Renzatic on 2/6/2010 at 18:47
ZB, I think you're gonna have to bite the bullet and drop at least $500 before you'll find an LCD you're happy with. At that price, you're almost guaranteed a monitor with a good color spread, and one that has built in aspect ratio correction. Use a good monitor, like the Dell U2410 for instance, as your baseline, and shop around for something at least as good, if not better.
Oh, and software aspect ratio correction? Nvidia doesn't do it too well, either. The option is there, teasing you, looking like it should work just fine. But as long as you're hooked up via DVI or HDMI in Vista/7...it ain't happening.

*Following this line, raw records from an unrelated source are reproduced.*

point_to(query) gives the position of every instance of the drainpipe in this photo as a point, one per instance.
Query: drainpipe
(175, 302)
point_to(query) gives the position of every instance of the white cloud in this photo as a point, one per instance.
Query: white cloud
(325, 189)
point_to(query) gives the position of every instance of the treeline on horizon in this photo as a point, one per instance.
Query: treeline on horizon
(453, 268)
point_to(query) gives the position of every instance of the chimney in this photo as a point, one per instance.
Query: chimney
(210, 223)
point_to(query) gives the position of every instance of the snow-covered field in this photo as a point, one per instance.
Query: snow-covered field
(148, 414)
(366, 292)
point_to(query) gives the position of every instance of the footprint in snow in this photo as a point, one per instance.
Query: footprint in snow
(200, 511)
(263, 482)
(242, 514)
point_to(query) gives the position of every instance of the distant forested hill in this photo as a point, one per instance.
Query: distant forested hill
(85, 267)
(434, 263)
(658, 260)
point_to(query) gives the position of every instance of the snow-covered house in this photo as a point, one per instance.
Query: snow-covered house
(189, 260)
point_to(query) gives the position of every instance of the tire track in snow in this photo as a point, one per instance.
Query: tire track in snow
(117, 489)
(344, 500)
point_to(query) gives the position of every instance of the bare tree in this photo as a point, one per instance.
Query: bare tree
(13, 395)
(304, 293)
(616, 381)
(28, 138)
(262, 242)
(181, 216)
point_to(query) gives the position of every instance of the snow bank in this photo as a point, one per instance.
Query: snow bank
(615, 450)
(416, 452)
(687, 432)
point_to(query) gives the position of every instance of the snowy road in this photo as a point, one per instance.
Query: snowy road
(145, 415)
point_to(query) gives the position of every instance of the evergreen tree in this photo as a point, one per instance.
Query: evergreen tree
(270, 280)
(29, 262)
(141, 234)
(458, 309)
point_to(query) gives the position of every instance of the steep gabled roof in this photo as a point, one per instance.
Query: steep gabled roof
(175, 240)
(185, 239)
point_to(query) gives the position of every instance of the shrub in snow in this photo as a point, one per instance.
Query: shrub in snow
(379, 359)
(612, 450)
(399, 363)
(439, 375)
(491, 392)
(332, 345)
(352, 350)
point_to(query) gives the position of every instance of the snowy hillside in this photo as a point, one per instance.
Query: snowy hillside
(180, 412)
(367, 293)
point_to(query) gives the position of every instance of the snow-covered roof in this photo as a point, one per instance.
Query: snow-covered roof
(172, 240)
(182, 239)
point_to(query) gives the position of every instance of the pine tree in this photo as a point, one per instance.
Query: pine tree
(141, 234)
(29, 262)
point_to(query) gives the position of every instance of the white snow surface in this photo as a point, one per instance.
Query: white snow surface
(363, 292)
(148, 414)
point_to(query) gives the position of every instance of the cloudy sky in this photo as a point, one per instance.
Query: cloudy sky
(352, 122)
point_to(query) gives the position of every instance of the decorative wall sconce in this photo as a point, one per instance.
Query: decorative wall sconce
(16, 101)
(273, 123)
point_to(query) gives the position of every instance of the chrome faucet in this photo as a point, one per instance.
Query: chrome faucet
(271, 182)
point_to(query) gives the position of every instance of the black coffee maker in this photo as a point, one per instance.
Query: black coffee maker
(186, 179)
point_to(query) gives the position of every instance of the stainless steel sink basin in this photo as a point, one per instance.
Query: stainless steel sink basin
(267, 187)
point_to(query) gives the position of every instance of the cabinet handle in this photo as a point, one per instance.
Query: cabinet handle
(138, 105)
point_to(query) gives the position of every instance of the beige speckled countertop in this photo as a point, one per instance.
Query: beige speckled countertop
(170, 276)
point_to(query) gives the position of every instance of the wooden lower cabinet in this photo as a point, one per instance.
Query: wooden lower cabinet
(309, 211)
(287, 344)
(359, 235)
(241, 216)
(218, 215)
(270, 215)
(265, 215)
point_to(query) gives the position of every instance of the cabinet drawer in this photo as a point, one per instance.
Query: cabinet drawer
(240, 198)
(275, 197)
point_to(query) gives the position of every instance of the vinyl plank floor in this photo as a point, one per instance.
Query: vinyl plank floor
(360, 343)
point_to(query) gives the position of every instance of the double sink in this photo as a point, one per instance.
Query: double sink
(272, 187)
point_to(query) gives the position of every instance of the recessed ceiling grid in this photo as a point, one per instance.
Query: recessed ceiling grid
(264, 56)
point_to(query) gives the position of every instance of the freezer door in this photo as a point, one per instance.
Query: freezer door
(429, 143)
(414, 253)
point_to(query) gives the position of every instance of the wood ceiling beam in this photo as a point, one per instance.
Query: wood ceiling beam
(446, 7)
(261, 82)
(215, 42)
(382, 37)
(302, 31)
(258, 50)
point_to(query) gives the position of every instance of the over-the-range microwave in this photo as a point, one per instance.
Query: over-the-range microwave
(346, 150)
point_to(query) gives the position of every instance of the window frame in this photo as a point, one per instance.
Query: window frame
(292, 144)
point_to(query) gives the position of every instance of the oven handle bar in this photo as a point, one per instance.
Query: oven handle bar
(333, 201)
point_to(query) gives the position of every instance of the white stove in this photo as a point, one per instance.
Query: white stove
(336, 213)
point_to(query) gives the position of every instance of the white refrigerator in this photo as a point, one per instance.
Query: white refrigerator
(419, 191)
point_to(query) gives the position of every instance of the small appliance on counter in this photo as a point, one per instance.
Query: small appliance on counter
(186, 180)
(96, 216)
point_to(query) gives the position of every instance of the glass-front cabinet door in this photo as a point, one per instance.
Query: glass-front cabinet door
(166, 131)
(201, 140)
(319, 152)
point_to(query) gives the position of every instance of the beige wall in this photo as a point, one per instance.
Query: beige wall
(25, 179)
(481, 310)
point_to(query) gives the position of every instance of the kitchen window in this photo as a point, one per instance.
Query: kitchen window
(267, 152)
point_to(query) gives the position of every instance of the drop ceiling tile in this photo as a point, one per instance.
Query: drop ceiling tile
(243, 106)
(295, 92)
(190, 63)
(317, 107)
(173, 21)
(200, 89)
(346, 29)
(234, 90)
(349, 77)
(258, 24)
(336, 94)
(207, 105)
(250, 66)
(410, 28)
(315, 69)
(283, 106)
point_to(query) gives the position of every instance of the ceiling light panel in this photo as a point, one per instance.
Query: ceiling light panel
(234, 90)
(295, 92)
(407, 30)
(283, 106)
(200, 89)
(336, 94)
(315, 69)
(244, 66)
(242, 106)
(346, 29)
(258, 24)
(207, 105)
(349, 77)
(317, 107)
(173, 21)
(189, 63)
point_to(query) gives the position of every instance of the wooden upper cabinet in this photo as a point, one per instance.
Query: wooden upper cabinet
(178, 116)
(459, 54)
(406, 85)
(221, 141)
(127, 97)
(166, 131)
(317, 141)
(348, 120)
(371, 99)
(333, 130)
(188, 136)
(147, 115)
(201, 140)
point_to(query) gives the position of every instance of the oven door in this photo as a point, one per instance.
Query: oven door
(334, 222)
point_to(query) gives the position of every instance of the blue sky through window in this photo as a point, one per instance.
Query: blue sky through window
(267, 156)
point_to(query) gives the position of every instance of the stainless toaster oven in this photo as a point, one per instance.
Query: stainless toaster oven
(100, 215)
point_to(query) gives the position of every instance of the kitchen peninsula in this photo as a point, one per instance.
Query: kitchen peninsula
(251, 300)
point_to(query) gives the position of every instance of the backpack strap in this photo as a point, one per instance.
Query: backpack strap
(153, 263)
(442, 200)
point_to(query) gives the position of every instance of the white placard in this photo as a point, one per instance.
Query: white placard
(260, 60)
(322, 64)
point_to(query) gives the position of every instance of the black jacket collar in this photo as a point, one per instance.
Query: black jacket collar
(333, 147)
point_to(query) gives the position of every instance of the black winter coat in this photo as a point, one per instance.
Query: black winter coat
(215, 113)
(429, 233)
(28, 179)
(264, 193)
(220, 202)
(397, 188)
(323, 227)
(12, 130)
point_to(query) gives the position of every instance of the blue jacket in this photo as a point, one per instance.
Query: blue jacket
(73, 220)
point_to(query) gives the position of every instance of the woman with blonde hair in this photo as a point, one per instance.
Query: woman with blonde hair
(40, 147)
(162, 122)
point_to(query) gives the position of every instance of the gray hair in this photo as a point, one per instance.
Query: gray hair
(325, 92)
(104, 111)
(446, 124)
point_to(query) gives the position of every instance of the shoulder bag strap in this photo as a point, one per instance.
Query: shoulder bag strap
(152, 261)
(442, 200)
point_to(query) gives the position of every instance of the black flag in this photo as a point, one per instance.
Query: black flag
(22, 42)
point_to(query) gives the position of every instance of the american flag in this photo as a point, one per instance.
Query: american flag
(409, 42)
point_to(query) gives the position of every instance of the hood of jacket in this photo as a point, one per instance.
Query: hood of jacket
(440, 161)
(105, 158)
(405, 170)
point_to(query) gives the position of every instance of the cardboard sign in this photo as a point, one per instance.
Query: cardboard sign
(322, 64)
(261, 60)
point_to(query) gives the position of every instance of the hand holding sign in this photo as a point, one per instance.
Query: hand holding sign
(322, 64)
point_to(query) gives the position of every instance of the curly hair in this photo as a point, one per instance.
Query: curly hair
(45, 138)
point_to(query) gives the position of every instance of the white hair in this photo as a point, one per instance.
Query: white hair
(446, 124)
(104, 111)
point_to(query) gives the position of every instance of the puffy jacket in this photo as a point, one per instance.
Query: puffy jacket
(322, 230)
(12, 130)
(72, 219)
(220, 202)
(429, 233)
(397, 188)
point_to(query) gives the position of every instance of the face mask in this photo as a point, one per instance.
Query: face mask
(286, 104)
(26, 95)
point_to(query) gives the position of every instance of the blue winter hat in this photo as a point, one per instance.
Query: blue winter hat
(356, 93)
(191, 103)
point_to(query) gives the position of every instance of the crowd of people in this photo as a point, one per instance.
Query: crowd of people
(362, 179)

ZylonBane on 2/6/2010 at 19:59
I've heard good things about the U2410, but unfortunately it's a wide-gamut monitor, which makes all pure colors look like screaming neon.
I guess I've been spoiled by my work monitors, a pair of Dell 2001FPs. For six-year-old TN panels, they're remarkably good. Nice linear brightness, no ghosting, barely any color shift from different viewing angles. If I wasn't set on dragging myself into the widescreen era, I'd be scouring eBay for them.